I said I’d never have fillers again. I also said I’d never have Botox again. Fillers are so expensive. The only difference
I see after fillers is a depleted bank account.
Botox on the other hand distorts my face and makes me look like a freak
when I smile or laugh. So yes, I have
aggressively stated that I won’t ever do Botox or fillers again.
I’m too lazy to remember exactly how long ago it was, but
some years ago I tried Botox. My husband had left on a three week business trip
to somewhere in Central Africa and I seized the opportunity to have the Botox
done in his absence. You must understand that it is never my intention to lie
or hide things from him, but when I tell him I’m about to do something stupid he
invariably gives me a whole lot of sensible reasons why I shouldn’t do what I’m
about to do – and I really wanted to try Botox.
He was no sooner on his flight and I was in Dr Evil’s office. I wouldn't mention the Botox so he would never
know.
It took two weeks for the effects of the Botox to kick in
and I was rather impressed at how relaxed my face looked. That was of course until
I smiled. With every smile my cheeks
came up and my right eye sagged down. I
looked like a freak. But nobody said anything so I assumed that I was being my
usual overcritical self and that I was overreacting. Surely if I really did look
odd someone would say something. Or not!
By the time my husband came home I had forgotten about
the Botox. We were so excited to see each other. I was all smiles as we started to exchange
our stories of what had happened while we were apart. I had so much to tell him
(but not about the Botox of course.) I
had his full attention when suddenly his face fell – I could see his deep
concern as he sat staring at me. And then our conversation went something like
this….
ME: “What’s wrong?”
HIM: “What happened to you?”
ME: “What do you mean?”
HIM: “Are you ok?”
ME: “Yes, I’m fine!”
HIM: “Babe, something terrible has happened to you.”

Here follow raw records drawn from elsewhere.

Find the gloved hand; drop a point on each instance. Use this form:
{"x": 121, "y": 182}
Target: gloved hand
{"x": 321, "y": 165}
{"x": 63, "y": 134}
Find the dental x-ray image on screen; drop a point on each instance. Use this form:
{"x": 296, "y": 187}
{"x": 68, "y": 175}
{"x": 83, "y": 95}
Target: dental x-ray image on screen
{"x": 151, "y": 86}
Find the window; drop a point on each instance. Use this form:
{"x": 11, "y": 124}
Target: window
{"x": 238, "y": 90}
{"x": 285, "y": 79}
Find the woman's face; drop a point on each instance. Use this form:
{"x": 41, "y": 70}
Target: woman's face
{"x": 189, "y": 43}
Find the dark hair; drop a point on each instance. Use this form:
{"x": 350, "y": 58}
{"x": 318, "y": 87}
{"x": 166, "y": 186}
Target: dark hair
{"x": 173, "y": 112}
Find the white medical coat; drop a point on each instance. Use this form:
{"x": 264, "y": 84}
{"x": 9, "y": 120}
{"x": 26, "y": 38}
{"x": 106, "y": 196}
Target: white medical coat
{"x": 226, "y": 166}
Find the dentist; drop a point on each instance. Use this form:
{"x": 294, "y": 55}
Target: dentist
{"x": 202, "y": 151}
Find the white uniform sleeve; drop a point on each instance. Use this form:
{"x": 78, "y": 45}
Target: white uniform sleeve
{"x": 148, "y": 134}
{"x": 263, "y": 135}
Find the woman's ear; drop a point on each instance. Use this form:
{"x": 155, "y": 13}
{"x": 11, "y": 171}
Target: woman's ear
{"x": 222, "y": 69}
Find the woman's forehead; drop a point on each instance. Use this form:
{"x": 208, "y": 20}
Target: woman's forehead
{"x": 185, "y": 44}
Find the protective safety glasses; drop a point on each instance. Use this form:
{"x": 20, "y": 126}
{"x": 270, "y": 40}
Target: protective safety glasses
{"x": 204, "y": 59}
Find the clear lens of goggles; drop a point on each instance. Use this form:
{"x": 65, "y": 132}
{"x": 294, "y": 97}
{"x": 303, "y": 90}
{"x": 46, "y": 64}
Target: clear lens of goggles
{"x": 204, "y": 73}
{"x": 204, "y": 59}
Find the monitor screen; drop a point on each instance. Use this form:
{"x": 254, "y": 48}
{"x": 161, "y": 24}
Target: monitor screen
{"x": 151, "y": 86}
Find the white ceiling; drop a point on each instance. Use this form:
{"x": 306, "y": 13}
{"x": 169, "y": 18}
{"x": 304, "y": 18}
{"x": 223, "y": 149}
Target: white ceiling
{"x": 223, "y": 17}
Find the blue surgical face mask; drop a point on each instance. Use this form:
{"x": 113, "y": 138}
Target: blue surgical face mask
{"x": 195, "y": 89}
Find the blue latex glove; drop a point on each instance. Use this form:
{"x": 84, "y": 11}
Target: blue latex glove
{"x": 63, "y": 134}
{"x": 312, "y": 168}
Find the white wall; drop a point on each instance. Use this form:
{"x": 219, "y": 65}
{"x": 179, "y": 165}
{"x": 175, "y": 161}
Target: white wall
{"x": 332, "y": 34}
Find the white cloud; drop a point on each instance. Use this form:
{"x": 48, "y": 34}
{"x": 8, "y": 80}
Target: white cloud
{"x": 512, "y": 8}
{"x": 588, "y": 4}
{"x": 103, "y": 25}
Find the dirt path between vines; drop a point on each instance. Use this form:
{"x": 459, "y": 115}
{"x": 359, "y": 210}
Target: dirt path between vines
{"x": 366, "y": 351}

ME: “You’re scaring me! Why are you saying this?”
HIM: “There is something wrong with your face!”
ME: “What, my love? What’s wrong with my face?”
HIM: “I think you’ve had a stroke!”
And right there and then I swore I’d never have Botox again.
Saying you’ll never have Botox again must be a bit like delivering
a baby and saying you’ll never have any more kids, but then you go on to have
two or three more. The disappointment of
the horrendous ‘stroke effect’ I got from the Botox is obviously a very distant
memory because, yeah, I went back two weeks ago. Not just for Botox, but for
more fillers too.
What a sucker for punishment! Why does it work so well for others but I
walk away looking battered and distorted. My smile looks sarcastic and unfriendly
because my eye area is frozen. It seriously
looks like I’m faking smiles.
I just don’t get it. Dr Evil is obviously skilled because I know
so many of her clients, and they all look gorgeous (and normal). But not me!
I discussed my crisis with my younger sister who manages a
Sk:n Clinic in the UK. Our conversation went something like this….
ME: “There is no
difference!”
HER: “I’m sure that’s not true.”
ME: “Honestly, besides the fact that she’s given me a blue
eye again, and I now look very unfriendly, there’s no difference!”
HER: “I hate clients like you!”
ME: “WHAT? WHY?”
HER: “You have unrealistic expectations!”
Unrealistic expectations?
I’m crushed! How can anyone think that it’s unrealistic of
me to go in to a beauty clinic, spend all that money, and not walk out expecting to look
like I’m 25 again? That's so not an unrealistic expectation! Pfffft!